My experiences were not without mistakes, and I am thankful for continued reflection with colleagues and partners to improve ourselves. During one conversation, a fellow Ugandan physiotherapist opened up about his concern that outsiders come for short-term projects. Despite the best of intentions, he stated that energy is quickly lost and initiatives abandoned prior to completion. In other places, this same topic arose as I was shown equipment and project designs sitting in storage. I appreciated the honesty of these mentors. As healthcare providers we must consider our long-term impact, and sustainability should be a focus in all efforts.
Lastly, I have also learned that if opportunities are not available, one can push to create them. Even if you cannot participate fully in what you are advocating, merely playing a role in its establishment is a relevant and a valuable experience.

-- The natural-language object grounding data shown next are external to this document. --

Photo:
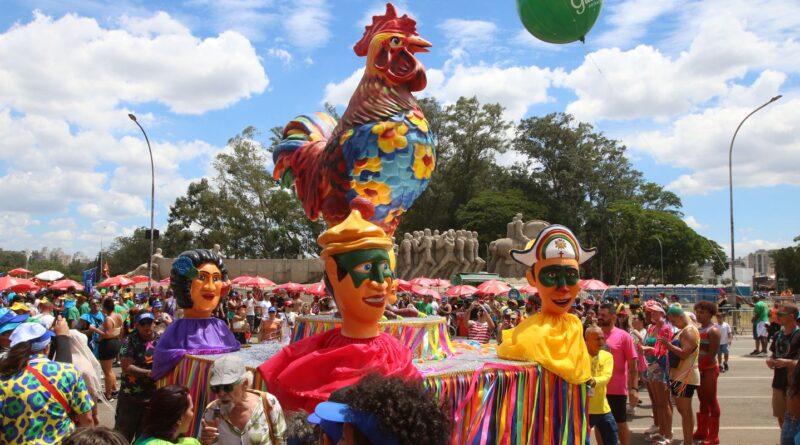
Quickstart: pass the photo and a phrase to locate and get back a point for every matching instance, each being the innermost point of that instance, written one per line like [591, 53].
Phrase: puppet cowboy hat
[554, 241]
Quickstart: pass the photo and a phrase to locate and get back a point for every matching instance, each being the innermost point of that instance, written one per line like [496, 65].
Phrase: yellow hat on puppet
[354, 233]
[554, 241]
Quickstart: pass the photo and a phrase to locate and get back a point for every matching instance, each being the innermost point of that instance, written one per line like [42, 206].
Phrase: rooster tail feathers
[298, 132]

To have so many ways to connect globally as a student is unique. It is my hope that physiotherapy programs will expand these opportunities. It is an ideal time to take the first steps in international work, when there is access to resources, peer support, and, most importantly, guided reflection and structured mentorship in training future generations.
Kira Battle completed her undergraduate degree at the University of North Carolina at Chapel Hill, majoring in both Japanese Language and International Studies, focusing on East Asian Politics. After graduating, she worked for four years as an educator in rural Japan. While she initially was intent upon a career in interpretation, a unique encounter with a student introduced her to the field of physiotherapy. She since returned to the United States and completed her Doctorate in Physical Therapy at Duke University. Her clinical interest is neurorehabilitation, and her long-term passion is to work in building capacity of care in lower resourced settings, particularly in post-conflict and post-disaster regions. In September she will start her first job abroad in Salmiya, Kuwait.